In preparation for a United Nations (U.N.) high-level assembly meeting on this topic in September, researchers, policy makers, and industry leaders gathered March 2-3 at Harvard Medical School (HMS) for a conference titled “The Long Tail of Global Health Equity: Tackling the Endemic Non-Communicable Diseases of the Bottom Billion.” The goal of the conference was to articulate recommendations encouraging a focus on the needs of the poor to be issued to world leaders at the upcoming U.N. summit.

The developing world is undergoing a dramatic health transition, Harvard School of Public Health Dean Julio Frenk said in the keynote address at the conference, which was co-hosted by Harvard School of Public Health, Harvard Medical School, Harvard Global Health Equity Initiative, Partners In Health, Brigham and Women’s Hospital, the Global Task Force on Expanded Access to Cancer Care & Control in Developing Countries, and the NCD Alliance.

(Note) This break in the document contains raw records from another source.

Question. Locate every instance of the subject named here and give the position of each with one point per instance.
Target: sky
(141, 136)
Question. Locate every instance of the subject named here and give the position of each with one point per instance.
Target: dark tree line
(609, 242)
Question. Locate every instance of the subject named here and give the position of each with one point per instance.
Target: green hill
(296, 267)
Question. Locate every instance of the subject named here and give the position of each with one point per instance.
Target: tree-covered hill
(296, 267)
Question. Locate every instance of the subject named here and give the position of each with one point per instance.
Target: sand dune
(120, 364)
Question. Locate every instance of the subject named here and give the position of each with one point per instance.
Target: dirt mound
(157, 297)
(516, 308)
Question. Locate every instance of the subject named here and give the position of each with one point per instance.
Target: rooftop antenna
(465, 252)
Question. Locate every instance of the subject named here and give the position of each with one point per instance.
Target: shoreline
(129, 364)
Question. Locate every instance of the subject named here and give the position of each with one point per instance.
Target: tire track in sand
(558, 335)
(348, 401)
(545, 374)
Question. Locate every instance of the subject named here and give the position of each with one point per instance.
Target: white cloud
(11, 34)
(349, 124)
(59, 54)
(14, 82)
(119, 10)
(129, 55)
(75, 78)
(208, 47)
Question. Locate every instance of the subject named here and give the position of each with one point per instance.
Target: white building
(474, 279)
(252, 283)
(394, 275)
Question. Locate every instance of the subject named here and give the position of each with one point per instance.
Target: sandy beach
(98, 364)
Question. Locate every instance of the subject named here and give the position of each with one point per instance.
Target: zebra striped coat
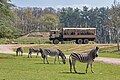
(56, 53)
(86, 58)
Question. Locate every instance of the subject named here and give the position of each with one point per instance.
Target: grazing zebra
(88, 58)
(56, 53)
(19, 51)
(39, 50)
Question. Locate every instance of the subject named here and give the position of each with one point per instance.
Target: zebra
(54, 52)
(39, 50)
(88, 58)
(19, 51)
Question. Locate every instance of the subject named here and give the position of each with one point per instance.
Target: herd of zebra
(74, 56)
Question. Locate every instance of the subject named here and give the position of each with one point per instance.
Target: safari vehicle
(80, 35)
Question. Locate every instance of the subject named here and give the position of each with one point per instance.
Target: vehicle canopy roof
(79, 28)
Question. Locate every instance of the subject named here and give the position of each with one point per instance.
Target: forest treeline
(15, 21)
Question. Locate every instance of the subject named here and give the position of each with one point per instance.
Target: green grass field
(23, 68)
(106, 50)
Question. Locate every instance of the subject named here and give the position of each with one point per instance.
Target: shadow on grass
(72, 73)
(7, 58)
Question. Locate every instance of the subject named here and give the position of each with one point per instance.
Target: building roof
(79, 28)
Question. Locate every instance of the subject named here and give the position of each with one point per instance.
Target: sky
(63, 3)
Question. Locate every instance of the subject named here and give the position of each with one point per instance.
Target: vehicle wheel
(86, 41)
(55, 41)
(79, 41)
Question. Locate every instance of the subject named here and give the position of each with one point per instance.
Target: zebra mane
(93, 52)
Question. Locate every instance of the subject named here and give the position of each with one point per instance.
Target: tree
(115, 16)
(49, 21)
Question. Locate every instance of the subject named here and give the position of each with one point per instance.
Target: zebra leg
(55, 59)
(58, 60)
(37, 55)
(16, 53)
(70, 64)
(21, 53)
(91, 68)
(87, 66)
(31, 55)
(73, 62)
(44, 60)
(47, 60)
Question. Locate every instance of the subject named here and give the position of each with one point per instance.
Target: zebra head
(62, 55)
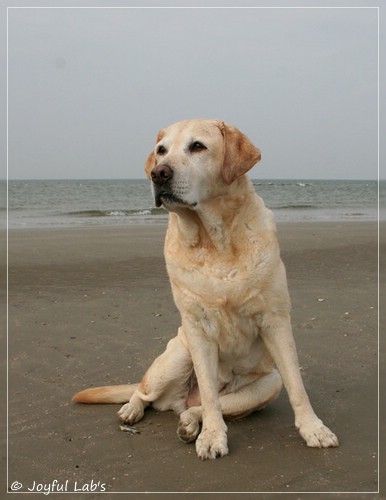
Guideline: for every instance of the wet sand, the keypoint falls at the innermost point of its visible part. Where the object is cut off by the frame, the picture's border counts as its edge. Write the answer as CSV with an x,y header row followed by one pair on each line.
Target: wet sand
x,y
93,306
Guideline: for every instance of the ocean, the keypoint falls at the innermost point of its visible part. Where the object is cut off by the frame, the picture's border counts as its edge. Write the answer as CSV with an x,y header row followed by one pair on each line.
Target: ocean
x,y
69,203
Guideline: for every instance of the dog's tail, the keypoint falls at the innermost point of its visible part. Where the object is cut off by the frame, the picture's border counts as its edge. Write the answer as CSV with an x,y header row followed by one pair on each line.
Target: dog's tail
x,y
106,394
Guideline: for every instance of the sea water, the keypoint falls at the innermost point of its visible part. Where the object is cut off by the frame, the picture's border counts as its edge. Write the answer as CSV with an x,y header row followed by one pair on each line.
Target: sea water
x,y
66,203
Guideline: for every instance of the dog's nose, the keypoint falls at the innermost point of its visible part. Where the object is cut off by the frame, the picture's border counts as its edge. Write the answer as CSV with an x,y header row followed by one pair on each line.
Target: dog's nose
x,y
161,174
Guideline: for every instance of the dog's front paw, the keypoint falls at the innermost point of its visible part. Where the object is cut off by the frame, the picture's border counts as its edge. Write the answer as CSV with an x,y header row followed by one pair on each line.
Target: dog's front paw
x,y
212,443
317,435
189,426
132,412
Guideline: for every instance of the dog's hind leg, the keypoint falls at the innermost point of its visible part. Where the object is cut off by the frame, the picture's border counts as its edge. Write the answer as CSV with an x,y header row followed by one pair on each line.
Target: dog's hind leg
x,y
164,384
248,398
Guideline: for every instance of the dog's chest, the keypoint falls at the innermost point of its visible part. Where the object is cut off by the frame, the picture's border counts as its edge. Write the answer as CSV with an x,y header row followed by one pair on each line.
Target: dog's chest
x,y
216,289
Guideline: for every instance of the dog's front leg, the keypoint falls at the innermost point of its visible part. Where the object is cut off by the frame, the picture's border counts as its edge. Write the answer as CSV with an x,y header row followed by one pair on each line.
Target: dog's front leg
x,y
212,441
277,336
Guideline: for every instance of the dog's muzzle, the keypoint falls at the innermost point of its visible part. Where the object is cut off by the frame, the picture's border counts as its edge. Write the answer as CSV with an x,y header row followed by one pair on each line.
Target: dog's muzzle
x,y
162,176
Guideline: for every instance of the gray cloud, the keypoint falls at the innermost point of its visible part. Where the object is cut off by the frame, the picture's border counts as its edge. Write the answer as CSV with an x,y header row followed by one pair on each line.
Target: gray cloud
x,y
89,88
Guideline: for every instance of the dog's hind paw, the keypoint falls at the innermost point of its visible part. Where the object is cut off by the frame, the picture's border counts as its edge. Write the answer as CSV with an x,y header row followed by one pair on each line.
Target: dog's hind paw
x,y
211,444
132,412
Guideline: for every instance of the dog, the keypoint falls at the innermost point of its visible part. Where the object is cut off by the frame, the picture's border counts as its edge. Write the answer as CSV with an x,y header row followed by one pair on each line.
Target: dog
x,y
235,345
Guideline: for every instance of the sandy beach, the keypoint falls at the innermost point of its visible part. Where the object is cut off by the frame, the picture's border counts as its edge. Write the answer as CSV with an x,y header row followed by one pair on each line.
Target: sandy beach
x,y
93,306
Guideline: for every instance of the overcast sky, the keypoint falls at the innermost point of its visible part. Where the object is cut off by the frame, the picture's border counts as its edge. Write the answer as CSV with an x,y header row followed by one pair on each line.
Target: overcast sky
x,y
90,88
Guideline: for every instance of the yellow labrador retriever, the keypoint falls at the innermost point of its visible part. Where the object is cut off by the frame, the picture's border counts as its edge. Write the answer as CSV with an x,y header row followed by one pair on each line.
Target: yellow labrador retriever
x,y
230,287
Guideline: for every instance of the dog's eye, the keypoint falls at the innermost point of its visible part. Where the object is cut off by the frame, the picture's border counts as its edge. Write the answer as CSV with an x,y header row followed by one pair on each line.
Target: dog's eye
x,y
196,146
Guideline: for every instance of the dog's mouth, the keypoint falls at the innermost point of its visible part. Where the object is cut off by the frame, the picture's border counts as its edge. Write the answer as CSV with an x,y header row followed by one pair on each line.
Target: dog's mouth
x,y
168,200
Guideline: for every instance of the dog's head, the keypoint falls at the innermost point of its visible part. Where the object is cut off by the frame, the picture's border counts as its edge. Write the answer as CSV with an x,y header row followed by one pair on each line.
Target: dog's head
x,y
197,159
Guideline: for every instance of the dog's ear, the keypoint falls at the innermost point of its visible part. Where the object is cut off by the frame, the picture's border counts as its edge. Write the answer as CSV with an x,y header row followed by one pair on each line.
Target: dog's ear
x,y
239,153
150,162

As poor people live longer, new patterns of disease are emerging and people’s experience of illness is changing from a dramatic episode to a condition of living, said Frenk. “We have literally been victims of our own success.”

In the face of this new reality, the public health community needs to change its response to addressing the health needs of the developing world, Frenk said. He urged a change from an approach that focuses only on specific diseases to one that uses investments in current health priorities as a way to strengthen health systems so that they are better prepared to deal with future public health problems.